Neurological and Developmental Signs

• Global developmental delay: Severe delays in motor, cognitive, and social milestones.

• Hypotonia: Poor muscle tone and reduced spontaneous movement.

• Lack of visual tracking or eye contact

• Poor feeding and failure to thrive

Progression

• Many infants with Ohtahara syndrome evolve into other epileptic encephalopathies such as:

  • West syndrome (infantile spasms and hypsarrhythmia) in early infancy

  • Lennox–Gastaut syndrome (multiple seizure types and cognitive impairment) later in childhood

Diagnosis

Diagnosis of Ohtahara syndrome involves a combination of clinical observation, EEG findings, neuroimaging, and genetic testing.

Electroencephalogram (EEG)

• Burst-suppression pattern: Hallmark feature of the syndrome, characterized by high-voltage electrical bursts alternating with flat periods of suppression.

• EEG abnormalities are typically present both during wakefulness and sleep.

Neuroimaging

• MRI of the brain: Helps detect structural abnormalities such as cortical dysplasia, brain atrophy, or malformations.

Genetic and Metabolic Testing

• Whole exome sequencing or targeted gene panels: May identify causative mutations (e.g., STXBP1, ARX).

• Metabolic screening: May reveal underlying inborn errors of metabolism.

Clinical Evaluation

• Comprehensive neurological assessment

• Developmental screening and physical examination

Treatment

Treatment of Ohtahara syndrome is challenging due to its resistance to conventional antiepileptic drugs.

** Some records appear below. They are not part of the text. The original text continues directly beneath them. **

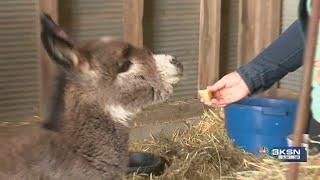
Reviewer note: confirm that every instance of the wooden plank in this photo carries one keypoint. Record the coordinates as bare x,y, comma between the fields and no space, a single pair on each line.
209,42
259,25
47,67
133,21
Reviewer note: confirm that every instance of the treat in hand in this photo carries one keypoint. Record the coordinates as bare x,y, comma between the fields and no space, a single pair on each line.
205,95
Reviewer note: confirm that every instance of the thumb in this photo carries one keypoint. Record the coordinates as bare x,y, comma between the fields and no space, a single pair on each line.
217,86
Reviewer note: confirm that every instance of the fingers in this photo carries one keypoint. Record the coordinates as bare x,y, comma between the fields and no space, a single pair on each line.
217,86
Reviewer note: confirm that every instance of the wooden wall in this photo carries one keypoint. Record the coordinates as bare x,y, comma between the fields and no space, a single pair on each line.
259,24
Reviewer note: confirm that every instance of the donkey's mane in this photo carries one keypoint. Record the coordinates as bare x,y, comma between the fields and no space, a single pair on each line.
55,108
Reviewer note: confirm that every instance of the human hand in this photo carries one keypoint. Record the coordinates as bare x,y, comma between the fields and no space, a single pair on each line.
229,89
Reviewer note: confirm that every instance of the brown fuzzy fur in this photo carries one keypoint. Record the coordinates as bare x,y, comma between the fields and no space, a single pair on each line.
81,138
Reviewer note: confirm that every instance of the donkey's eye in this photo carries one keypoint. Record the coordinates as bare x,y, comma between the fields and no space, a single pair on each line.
123,66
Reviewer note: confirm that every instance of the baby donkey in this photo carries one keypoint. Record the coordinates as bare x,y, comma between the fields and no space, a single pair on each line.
100,87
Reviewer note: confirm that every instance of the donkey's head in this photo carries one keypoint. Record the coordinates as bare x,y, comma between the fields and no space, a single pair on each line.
118,77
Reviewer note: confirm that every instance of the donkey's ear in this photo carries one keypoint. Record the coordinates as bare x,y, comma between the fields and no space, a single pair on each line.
57,43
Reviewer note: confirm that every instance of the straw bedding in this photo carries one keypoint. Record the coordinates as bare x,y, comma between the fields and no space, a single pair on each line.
203,151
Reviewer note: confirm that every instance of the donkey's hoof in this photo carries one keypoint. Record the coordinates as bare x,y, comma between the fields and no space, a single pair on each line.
145,163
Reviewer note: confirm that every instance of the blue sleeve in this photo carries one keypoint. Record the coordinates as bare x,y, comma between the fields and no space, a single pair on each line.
284,55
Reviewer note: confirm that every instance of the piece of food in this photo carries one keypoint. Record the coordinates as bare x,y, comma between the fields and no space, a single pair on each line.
205,95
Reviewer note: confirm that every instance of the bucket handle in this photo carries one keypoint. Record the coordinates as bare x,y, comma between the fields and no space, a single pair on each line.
275,112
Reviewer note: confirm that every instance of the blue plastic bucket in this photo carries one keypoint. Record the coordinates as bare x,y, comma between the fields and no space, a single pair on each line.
255,123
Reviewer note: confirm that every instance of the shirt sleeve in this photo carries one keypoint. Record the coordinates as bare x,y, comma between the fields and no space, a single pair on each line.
284,55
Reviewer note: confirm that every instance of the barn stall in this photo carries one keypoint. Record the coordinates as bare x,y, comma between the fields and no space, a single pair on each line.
210,38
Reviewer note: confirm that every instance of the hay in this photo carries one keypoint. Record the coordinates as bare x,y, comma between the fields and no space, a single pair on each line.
203,151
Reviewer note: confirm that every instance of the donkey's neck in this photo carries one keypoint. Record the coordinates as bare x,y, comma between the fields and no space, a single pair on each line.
92,133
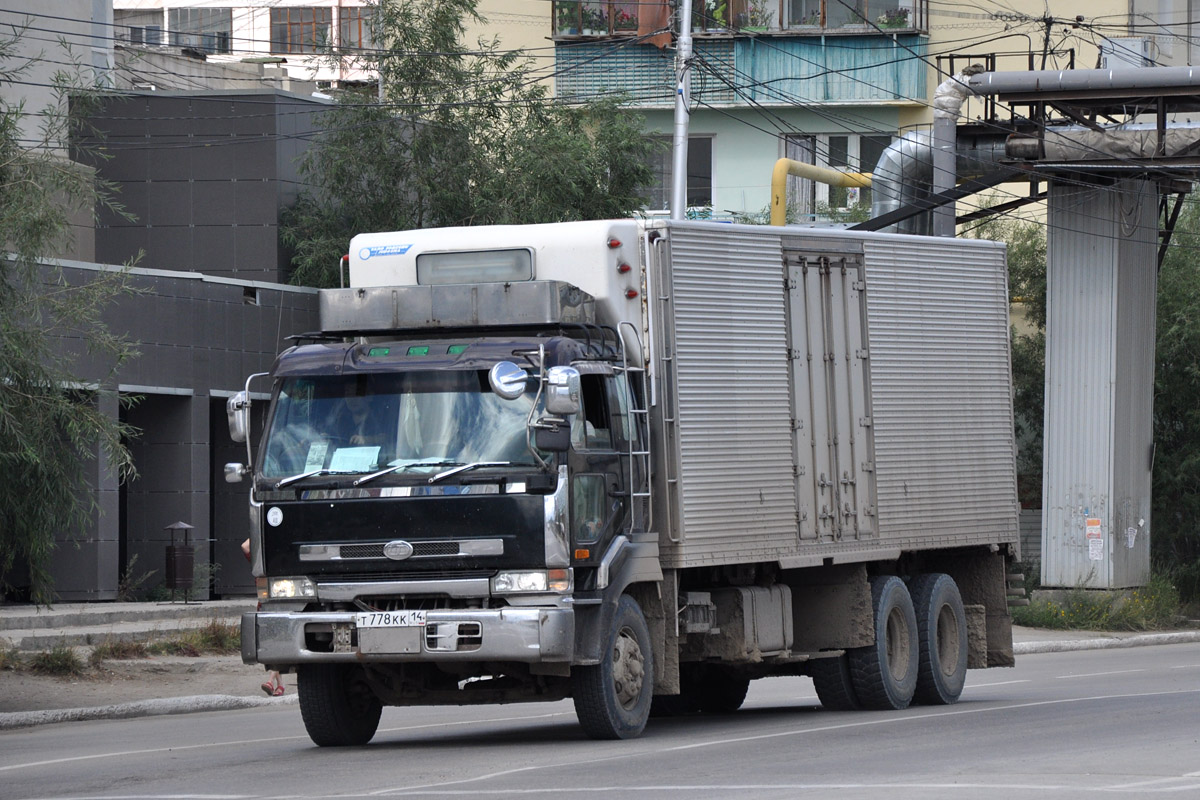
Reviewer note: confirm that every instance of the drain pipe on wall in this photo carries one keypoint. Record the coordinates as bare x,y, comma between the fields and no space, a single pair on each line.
683,97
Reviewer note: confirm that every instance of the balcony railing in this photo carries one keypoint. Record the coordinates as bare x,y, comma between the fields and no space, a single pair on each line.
592,18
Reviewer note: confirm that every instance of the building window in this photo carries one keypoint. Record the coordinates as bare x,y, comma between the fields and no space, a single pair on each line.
354,29
300,30
868,14
843,151
802,198
700,174
138,26
209,30
593,18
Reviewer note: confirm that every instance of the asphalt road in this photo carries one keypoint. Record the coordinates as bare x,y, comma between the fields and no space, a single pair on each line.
1121,722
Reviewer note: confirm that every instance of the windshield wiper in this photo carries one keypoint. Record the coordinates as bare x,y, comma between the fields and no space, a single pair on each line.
395,468
463,468
293,479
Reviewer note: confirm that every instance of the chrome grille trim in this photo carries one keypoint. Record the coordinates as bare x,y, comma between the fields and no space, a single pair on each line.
427,548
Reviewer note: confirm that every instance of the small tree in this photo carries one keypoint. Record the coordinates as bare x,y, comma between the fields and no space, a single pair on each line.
460,137
1027,292
1176,494
49,423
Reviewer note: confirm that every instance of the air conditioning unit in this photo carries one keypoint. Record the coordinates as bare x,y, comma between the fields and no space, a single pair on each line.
1126,53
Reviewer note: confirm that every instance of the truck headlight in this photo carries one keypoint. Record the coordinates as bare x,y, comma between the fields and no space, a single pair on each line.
534,581
289,588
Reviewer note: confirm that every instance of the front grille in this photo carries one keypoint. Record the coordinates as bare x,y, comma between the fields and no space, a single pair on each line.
435,548
361,551
366,577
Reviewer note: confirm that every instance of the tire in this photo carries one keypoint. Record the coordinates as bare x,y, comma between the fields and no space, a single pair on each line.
835,689
612,698
885,674
337,705
942,636
721,691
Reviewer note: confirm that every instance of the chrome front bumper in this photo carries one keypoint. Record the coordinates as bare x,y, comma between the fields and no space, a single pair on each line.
525,635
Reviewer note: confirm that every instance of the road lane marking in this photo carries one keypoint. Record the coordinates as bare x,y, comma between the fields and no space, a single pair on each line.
1001,683
1097,674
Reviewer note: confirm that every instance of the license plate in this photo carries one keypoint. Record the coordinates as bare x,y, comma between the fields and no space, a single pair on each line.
390,619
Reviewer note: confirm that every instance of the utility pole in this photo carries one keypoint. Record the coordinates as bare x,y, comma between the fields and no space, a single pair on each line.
683,97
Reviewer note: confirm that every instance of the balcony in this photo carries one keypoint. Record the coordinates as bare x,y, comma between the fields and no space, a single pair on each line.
595,18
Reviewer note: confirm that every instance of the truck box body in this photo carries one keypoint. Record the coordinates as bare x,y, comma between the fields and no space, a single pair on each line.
835,395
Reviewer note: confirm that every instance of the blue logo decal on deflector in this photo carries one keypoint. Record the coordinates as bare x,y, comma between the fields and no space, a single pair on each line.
387,250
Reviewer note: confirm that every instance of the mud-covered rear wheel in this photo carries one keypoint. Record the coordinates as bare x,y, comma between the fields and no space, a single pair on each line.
885,673
336,704
942,632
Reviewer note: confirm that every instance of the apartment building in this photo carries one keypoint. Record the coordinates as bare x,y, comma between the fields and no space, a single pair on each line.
831,82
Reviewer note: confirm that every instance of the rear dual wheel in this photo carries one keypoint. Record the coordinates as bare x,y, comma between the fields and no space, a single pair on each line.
885,674
919,651
942,636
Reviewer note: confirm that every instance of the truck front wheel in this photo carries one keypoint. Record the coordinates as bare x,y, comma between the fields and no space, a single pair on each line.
336,704
942,631
885,673
612,698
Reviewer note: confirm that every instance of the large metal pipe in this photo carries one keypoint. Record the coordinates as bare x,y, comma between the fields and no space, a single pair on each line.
1104,82
683,97
785,167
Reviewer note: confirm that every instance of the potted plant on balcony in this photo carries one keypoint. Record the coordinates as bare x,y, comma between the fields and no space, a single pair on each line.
714,14
567,18
893,18
595,20
759,14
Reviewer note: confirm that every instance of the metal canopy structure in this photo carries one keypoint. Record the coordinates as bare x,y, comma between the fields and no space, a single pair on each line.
1109,223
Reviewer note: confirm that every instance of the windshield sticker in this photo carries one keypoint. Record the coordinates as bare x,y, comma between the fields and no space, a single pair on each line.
316,458
354,459
385,250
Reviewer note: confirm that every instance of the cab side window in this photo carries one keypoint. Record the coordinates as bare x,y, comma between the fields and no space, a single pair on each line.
595,432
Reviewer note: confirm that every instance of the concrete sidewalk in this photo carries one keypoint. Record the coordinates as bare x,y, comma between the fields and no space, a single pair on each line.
84,625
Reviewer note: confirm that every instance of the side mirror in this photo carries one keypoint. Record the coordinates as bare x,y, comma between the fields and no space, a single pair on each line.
563,390
555,437
508,380
238,410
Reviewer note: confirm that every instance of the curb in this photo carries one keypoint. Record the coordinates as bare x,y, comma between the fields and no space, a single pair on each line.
142,709
1109,643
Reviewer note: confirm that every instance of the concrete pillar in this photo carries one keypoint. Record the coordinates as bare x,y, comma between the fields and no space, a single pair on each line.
1102,276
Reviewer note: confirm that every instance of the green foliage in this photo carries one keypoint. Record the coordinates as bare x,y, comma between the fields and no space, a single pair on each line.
131,581
60,660
10,659
465,137
1027,293
1152,607
49,423
1175,510
215,637
117,650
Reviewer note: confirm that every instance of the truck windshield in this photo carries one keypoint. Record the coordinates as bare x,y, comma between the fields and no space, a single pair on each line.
361,423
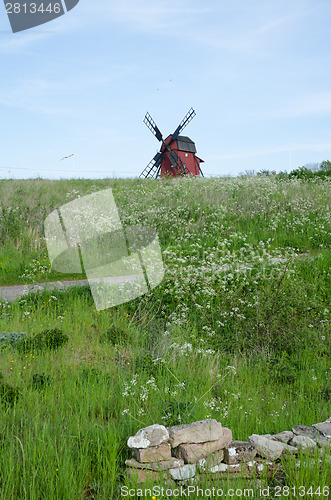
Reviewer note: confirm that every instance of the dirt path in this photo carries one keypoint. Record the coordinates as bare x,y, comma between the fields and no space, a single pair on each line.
11,293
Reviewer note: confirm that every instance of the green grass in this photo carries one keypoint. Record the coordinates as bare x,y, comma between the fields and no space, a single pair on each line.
239,330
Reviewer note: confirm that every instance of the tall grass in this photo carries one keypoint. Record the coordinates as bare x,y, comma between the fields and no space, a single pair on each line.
239,330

Management focuses on seizure control and supportive care to improve quality of life.

Antiepileptic Medications

• Phenobarbital, valproate, levetiracetam, or topiramate: Common first-line agents, though often with limited effectiveness.

• Vigabatrin: Sometimes used, especially if infantile spasms develop.

• Ketogenic diet: High-fat, low-carbohydrate diet that may reduce seizures in some patients.

Other Therapies

• Steroids or ACTH: May be considered if the condition evolves into West syndrome.

• Resective surgery: In rare cases where seizures are focal and a structural lesion is resectable.

Supportive and Palliative Care

• Feeding support (e.g., gastrostomy tube)

• Physical, occupational, and speech therapy

• Seizure precautions and monitoring

• Multidisciplinary palliative care for comfort and family support

Prognosis

The prognosis for infants with Ohtahara syndrome is very poor. Most children experience:

• Severe intellectual and motor disability

• Intractable epilepsy despite medication

• Dependence on caregivers for daily needs

Many children with Ohtahara syndrome die in infancy or early childhood due to complications such as recurrent infections, uncontrolled seizures, or respiratory failure. Long-term survival is rare and usually associated with profound disabilities. Continued research is essential to better understand the condition and develop more effective therapies.